In the early nineties I decided to learn about unix, and this was the first game I played after setting my first BSD box up. This is when I fell in love with unix.

Thanks for the game, to the original programmer(s) to all the people who have kept it alive. This program is special to me.



This was also the first computer game I ever played! It was on an HP 2000 computer running timeshared BASIC from a clunky teletype, in the early 1970s. The best part was that you could just type "LIST" and it would print out all the BASIC code - all the games on that machine were open source!

If the Klingons beat you, you'd get this disheartening message, which I remember to this day: "The Enterprise has been destroyed. The Federation will be conquered. You are dead."

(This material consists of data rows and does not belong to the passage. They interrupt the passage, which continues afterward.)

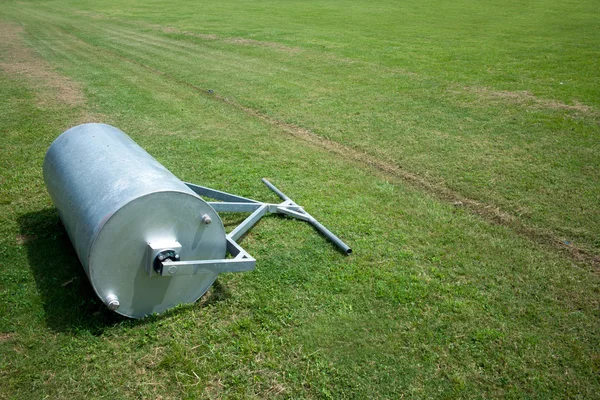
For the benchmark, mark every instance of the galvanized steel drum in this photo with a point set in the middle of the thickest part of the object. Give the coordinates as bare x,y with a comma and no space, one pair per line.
117,204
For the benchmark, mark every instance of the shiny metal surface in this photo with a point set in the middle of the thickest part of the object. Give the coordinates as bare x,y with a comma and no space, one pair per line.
114,199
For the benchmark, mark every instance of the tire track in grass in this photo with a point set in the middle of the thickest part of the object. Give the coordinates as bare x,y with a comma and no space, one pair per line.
387,168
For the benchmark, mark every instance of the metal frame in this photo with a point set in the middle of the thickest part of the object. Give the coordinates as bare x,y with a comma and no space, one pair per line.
242,261
232,203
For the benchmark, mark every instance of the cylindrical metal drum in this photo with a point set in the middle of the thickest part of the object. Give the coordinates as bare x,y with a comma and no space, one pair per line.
115,200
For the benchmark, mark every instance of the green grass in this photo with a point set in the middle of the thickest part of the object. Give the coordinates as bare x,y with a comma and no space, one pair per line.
438,300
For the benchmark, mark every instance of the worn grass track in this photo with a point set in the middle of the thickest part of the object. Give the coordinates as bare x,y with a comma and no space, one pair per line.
436,301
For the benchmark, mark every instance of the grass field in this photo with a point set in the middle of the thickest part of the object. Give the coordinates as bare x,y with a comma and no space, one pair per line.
455,146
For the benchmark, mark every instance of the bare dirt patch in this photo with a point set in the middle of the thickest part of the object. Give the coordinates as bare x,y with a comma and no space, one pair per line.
5,337
231,40
24,239
19,60
527,99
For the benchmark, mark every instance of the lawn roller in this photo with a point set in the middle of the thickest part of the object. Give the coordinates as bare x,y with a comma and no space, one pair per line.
147,241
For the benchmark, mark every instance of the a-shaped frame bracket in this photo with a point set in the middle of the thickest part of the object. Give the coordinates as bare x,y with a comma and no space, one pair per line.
164,258
232,203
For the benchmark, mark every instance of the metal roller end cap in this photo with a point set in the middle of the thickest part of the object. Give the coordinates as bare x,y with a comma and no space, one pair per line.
206,219
112,302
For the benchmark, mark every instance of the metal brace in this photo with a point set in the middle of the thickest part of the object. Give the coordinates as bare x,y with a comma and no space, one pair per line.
241,261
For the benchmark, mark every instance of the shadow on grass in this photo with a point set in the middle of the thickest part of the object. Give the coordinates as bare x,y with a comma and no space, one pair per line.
70,303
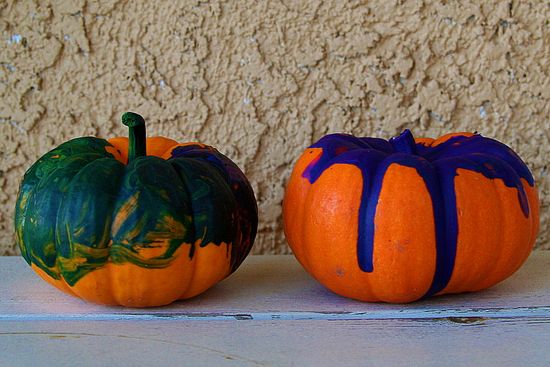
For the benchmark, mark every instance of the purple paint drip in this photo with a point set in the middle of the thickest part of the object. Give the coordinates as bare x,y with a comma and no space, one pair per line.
437,166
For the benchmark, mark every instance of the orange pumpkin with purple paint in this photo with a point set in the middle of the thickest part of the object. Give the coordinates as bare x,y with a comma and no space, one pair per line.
400,220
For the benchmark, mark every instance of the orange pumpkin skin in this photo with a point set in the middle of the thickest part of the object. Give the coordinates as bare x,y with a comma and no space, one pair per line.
147,254
415,251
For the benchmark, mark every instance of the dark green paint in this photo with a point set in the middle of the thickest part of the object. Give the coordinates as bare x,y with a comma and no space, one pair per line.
79,208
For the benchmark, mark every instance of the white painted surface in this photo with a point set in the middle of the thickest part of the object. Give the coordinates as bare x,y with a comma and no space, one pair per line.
272,313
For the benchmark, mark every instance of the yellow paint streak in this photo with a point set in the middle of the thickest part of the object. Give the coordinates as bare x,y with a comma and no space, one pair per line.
58,283
134,286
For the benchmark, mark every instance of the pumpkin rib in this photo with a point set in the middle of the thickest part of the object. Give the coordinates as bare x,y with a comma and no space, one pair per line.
66,245
68,167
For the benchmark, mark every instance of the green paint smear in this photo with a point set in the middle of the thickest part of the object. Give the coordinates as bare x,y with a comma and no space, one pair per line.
79,208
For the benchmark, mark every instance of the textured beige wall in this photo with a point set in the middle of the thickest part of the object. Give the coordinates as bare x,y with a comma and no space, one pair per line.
262,80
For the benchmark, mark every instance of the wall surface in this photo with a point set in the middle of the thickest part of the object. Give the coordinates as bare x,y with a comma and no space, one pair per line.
261,80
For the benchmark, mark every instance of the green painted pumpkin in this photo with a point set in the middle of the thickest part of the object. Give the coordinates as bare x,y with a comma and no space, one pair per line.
135,222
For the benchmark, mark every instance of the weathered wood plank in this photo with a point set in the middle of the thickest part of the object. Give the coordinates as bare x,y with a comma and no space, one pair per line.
425,342
276,287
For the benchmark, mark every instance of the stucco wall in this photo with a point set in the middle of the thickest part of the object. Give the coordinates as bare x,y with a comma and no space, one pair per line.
262,80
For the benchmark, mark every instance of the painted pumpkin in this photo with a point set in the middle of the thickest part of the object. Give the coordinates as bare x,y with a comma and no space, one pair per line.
106,222
399,220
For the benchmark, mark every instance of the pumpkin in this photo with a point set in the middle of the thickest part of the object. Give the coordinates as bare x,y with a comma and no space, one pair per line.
400,220
133,221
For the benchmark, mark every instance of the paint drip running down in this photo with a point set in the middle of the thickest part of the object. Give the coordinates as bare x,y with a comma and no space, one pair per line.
436,165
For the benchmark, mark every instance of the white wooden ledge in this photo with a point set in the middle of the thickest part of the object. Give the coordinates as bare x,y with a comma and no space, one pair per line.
270,312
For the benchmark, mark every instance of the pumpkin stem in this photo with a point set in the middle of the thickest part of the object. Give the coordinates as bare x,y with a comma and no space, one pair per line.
404,142
136,145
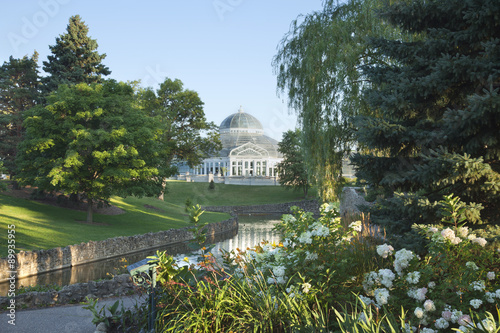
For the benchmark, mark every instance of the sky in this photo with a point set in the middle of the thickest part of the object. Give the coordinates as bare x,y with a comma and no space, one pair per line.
222,49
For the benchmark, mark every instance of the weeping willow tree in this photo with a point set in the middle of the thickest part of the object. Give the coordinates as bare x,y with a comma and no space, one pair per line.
318,69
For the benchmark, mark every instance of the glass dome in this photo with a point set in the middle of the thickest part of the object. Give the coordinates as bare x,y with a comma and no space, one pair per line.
241,122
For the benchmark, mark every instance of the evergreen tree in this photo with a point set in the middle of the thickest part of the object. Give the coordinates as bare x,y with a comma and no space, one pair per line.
435,126
74,58
292,170
19,91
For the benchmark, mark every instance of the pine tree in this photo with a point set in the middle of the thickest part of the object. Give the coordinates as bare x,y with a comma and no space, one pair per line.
19,91
74,58
435,123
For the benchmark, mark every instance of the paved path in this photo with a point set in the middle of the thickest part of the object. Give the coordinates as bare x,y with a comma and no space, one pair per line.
59,319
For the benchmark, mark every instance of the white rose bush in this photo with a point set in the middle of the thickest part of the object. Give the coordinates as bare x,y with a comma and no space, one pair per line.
328,274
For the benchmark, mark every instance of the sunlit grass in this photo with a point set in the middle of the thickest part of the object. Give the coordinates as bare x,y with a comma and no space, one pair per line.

I also remember playing a car racing game on the same machine, and also a game about landing a spaceship on the moon (which, a few years later, I created a real-time version of on a 6800 microprocessor in machine language). But the Star Trek game was definitely the best one.


I remember all three, my father used to leave me at the console when he would take me to work on the weekends at IBM. Not sure that was system 3 or not.

Between that and reams of green bar to use at home for "artwork" I found my fascination with computers. Didn't hurt we had first generation IBM PCs and before then my father had about everything heath kit put out.


Wow, I also have fond memories of playing games on an HP 2000 running timeshared BASIC, except it was the mid 80s for me. A bit of Star Trek, but a lot of Angband, Advent, an ASCII first person rendered Dungeon crawl, and a ton of time spent on NOTES; a great message board ported from the Plato system.

I would skip school and hang out in the Terminal Room at the local college, playing games and writing programs. I never did finish High School, but I learned what I wanted to do when I grew up. Man I loved that machine.


Same here -- I played it in 1974 on an HP 2000F minicomputer via a teletype located in a converted janitor's closet at my high school.

The author mentions the lack of ability to renumber the lines in a BASIC program, but I'm quite sure there was a RENUM command that would do that.

In 1976 we got ADS (CRT) terminals in the computer lab, and once I figured out ESC-sequences, I had a shoot-em-up space ship game going. God I wish I still had the source code for that. :(


I believe 'Hunt the Wumpus' was the first game I played, but quickly followed by star trek. And then 'Eliza.' Geez, takes me back.

Star Trek was great because you could really lose yourself in it for a while. It was the start of my horrible game addiction!


I have a similar relationship to this game. As kids, my brother and I would stop by the computer lab at Peru State College and, when lucky, someone would dial the line printer terminal into Omaha. The few printouts we accumulated were treasured artifacts.